Will property-and-casualty insurer Gryphon Holdings (GRYP) come up with a white knight to ward off an unsolicited bid from specialty insurer Markel? "It looks that way," says Dan Veru, president of Awad & Associates Asset Management, which holds more than 5% of Gryphon. But he thinks Markel, which has accumulated 11.7% of the stock, won't give up easily. Gryphon was first featured in this column as a takeover target on July 14, 1997.
When shares of Gryphon slumped to 11 1/2 on Sept. 1--down from 18 1/2 in late April--Gryphon's board got a surprise offer from Markel to buy the company for $15 a share in cash plus $2.50 in notes. Markel has since sweetened the bid to an all-cash $18 a share. So far, Gryphon's board has ignored the bid.
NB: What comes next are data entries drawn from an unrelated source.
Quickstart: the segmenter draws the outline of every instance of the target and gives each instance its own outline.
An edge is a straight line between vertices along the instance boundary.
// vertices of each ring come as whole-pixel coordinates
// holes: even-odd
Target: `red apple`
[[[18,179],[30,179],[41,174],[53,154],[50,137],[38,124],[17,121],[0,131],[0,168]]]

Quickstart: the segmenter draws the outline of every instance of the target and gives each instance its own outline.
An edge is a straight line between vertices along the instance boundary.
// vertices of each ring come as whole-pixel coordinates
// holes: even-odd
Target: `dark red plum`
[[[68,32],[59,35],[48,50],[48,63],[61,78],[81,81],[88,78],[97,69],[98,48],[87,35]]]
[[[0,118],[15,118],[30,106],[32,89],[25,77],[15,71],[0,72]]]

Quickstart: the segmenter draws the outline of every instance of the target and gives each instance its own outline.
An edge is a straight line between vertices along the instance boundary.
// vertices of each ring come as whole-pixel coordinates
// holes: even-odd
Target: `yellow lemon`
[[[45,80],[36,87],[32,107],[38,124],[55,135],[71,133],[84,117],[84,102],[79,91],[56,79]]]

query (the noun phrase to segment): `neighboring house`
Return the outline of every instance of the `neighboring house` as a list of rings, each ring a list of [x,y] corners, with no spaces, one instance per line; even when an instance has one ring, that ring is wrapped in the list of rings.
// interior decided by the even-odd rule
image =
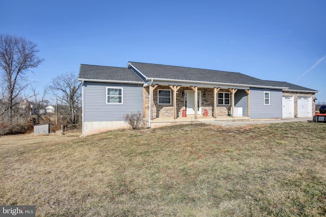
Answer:
[[[138,111],[150,127],[184,122],[186,115],[192,122],[204,113],[215,120],[312,117],[318,92],[239,73],[135,62],[81,65],[78,80],[85,136],[128,127],[123,116]]]
[[[55,109],[55,107],[51,105],[46,106],[45,107],[45,109],[46,110],[46,113],[55,113],[55,112],[56,111],[56,109]]]
[[[46,109],[45,108],[41,108],[39,111],[39,114],[46,114]]]

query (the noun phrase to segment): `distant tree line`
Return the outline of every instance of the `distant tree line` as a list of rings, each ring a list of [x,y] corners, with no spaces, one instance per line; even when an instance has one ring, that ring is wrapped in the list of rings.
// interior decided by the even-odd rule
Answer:
[[[29,81],[31,70],[44,61],[38,56],[39,52],[36,44],[24,38],[0,35],[0,137],[48,122],[50,118],[44,117],[44,109],[50,104],[56,108],[52,125],[60,123],[64,130],[81,125],[81,83],[75,74],[52,78],[41,94]]]

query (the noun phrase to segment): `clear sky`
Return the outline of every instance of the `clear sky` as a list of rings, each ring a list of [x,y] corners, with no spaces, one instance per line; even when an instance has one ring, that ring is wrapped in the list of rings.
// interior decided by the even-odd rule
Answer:
[[[37,44],[45,59],[30,77],[38,87],[81,64],[132,61],[286,81],[326,102],[324,0],[0,3],[0,34]]]

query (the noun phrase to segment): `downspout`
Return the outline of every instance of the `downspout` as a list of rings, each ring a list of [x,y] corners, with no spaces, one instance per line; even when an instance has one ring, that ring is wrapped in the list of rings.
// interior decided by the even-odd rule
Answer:
[[[152,108],[151,108],[151,106],[152,106],[152,100],[151,100],[151,94],[152,94],[152,90],[151,89],[151,87],[152,86],[152,83],[153,83],[153,79],[152,79],[152,81],[151,81],[151,83],[149,84],[149,120],[148,121],[149,123],[149,128],[151,128],[151,117],[152,117],[152,113],[151,112],[151,111],[152,111]]]
[[[79,138],[84,136],[84,79],[82,81],[82,118],[83,118],[83,125],[82,125],[82,133]]]

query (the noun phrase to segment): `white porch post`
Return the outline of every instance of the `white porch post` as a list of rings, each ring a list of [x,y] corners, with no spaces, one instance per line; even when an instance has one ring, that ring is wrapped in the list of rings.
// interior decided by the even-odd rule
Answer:
[[[150,109],[150,114],[151,114],[151,116],[149,117],[149,118],[150,119],[153,119],[153,105],[154,105],[154,100],[153,100],[153,92],[154,90],[155,89],[155,88],[156,88],[156,87],[157,87],[157,85],[154,85],[154,86],[152,86],[152,85],[149,86],[150,88],[150,97],[149,97],[149,101],[150,101],[151,103],[150,103],[150,108],[149,108]]]
[[[248,117],[250,117],[250,90],[245,89],[244,91],[248,96]]]
[[[177,91],[181,86],[169,86],[173,91],[173,118],[177,119]]]
[[[232,117],[234,117],[234,94],[236,92],[237,89],[229,88],[229,91],[232,94],[232,104],[231,104],[231,114]]]
[[[218,92],[221,89],[220,87],[214,87],[214,117],[218,116]]]
[[[195,91],[195,118],[197,118],[198,117],[198,104],[197,102],[198,101],[198,98],[197,97],[197,86],[191,86],[190,87],[193,89],[193,90]]]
The stock, trading at 15, is worth 22 to 23, figures Veru. "Surely, the $18-a-share offer from Markel will be the floor price," adds Veru, who expects the bid to attract others. Steven Markel, Markel's vice-chairman, told Gryphon's board in a letter dated Oct. 1 that Markel was willing to sweeten its offer further "if you can establish that additional value is warranted." Markel notes that it would be "increasingly difficult for Gryphon to survive as a stand-alone entity" because of competitive factors, such as the soft market conditions in the industry.